Debezium Runner Component Architecture - Java¶
Debezium Runner Component Diagram¶
Debezium Runner resides on Java side of the deployment. It is the main faciliator between embedded Debezium engine (Java) and SynchDB Worker (C). It provides several Java methods that SynchDB worker can interact via JNI library. These interactions include initializing a Debezium engine, start or stop the engine, obtain a batch of change events and mark a batch as done. These operations are essential for ensuring replication consistency. Main components are:
- Parameter Class
- Controller
- Emitter
- Batch Manager
1) Parameter Class¶
The parameter class represents a JAVA class that include a list of exposed parameters and methods that allow SynchDB Worker to set/get the parameter values. These parameters affect how Debezium Runner and the embedded Debezium perform. These parameters have also been exposed to PostgreSQL GUCs so that SynchDB worker could invoke the respective methods to set the parameter values. This is currently the only way to pass configuration from C based SynchDB Worker to JAVA based Debezium Runner.
2) Controller¶
The controller allows SynchDB to start or stop the Embedded Debezium Engine. This is done via several JAVA methods that SynchDB Worker can invoke to control Debezium Engine.
3) Emitter¶
The emitter represents a JAVA method that is periodically invoked by the "Event Fetcher" component in SynchDB Worker. It is mainly responsible to pop a batch from "4) Batch Manager", formulate it into a List of JSON events as String and return it to "Event Fetcher" via JNI. If Batch Manager has no batch available, it will return NULL and no processing will happen on the "Event Fetcher" side.
4) Batch Manager¶
The Batch Manager is mainly responsible for receiving new batches originated from Embedded Debezium Engine and stores it in its internal queue. This queue is much smaller and is different from the Batch Queue inside Embedded Debezium Engine in the component diagram. When Batch Manager's internal queue is full, a throttle control will activate to temporarily halt the event generation from Debezium side until this small batch queue has free space. A batch is taken away from the queue only when the "Emitter" receives a fetch request from "Event Fetcher" and pops a batch from batch manager.
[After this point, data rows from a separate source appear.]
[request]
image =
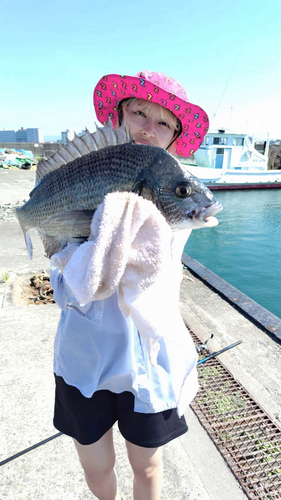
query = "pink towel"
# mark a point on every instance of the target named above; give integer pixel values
(129, 251)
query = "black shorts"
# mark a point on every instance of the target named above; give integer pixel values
(88, 419)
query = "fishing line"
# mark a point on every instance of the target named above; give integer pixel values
(231, 73)
(20, 453)
(23, 452)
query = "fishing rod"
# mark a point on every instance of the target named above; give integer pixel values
(20, 453)
(200, 348)
(203, 347)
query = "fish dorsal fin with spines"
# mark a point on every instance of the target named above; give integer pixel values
(83, 145)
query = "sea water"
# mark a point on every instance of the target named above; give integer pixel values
(245, 248)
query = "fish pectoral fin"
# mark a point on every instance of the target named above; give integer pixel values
(78, 220)
(51, 245)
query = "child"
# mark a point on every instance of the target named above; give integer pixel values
(102, 370)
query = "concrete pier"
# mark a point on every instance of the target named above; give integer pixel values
(194, 469)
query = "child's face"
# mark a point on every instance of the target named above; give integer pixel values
(149, 123)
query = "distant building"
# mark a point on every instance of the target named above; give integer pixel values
(68, 135)
(22, 135)
(7, 136)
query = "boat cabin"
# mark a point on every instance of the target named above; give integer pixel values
(227, 150)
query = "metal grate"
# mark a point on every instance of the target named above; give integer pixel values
(244, 434)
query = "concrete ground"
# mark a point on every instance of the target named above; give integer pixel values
(194, 469)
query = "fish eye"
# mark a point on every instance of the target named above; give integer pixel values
(182, 191)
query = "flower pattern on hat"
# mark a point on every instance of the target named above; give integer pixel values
(160, 89)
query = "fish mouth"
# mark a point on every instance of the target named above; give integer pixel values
(205, 215)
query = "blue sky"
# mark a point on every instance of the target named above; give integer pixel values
(53, 54)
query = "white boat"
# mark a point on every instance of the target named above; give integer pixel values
(229, 160)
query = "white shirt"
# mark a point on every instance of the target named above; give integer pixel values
(97, 348)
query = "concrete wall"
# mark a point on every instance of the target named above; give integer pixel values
(38, 149)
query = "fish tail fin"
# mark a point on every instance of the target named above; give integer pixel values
(25, 229)
(29, 245)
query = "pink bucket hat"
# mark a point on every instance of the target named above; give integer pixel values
(157, 88)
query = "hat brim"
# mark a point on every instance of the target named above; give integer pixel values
(111, 89)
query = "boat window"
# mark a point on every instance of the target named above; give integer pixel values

Batch manager also assigns a batch ID to each batch popped, sent to emitter and eventually to the SynchDB worker to process. This unique ID is stored in its interal hash table along with a "committer" object associated with it. These pieces of information is important to keep track. When SynchDB worker finishes a batch, it will invoke a Mark Batch Completion method within the Batch Manager, the same batch ID is also included, which helps the Batch Manager to look up the corresponding "committer" object. The committer object is then used to notify the Embedded Debezium Engine that a batch is completed, forcing it to commit and move its internal offset forward. This ensures that the same batch will not be processed again (no duplication) in case of engine restarts.